Last but not least, etcd can be proxied. The project etcdproxy-controller implements this mechanism using the operator pattern; that is, etcd proxies can be deployed automatically to the cluster and configured using EtcdProxy objects.

The etcd proxies will automatically do key mapping, so it is guaranteed that etcd key prefixes will not conflict. This allows us to share etcd clusters for multiple aggregated API servers without worrying that one aggregated API server reads or changes the data of another one.

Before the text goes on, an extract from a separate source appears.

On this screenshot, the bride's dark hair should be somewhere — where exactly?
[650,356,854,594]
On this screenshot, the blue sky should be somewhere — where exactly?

This will improve security in an environment where shared etcd clusters are required, for example, due to resource constraints or to avoid operational overhead.

Depending on the context, one of these options must be chosen. Finally, aggregated API servers can of course also use other storage backends, at least in theory, as it requires a lot of custom code to implement the k8s.io/apiserver storage interfaces.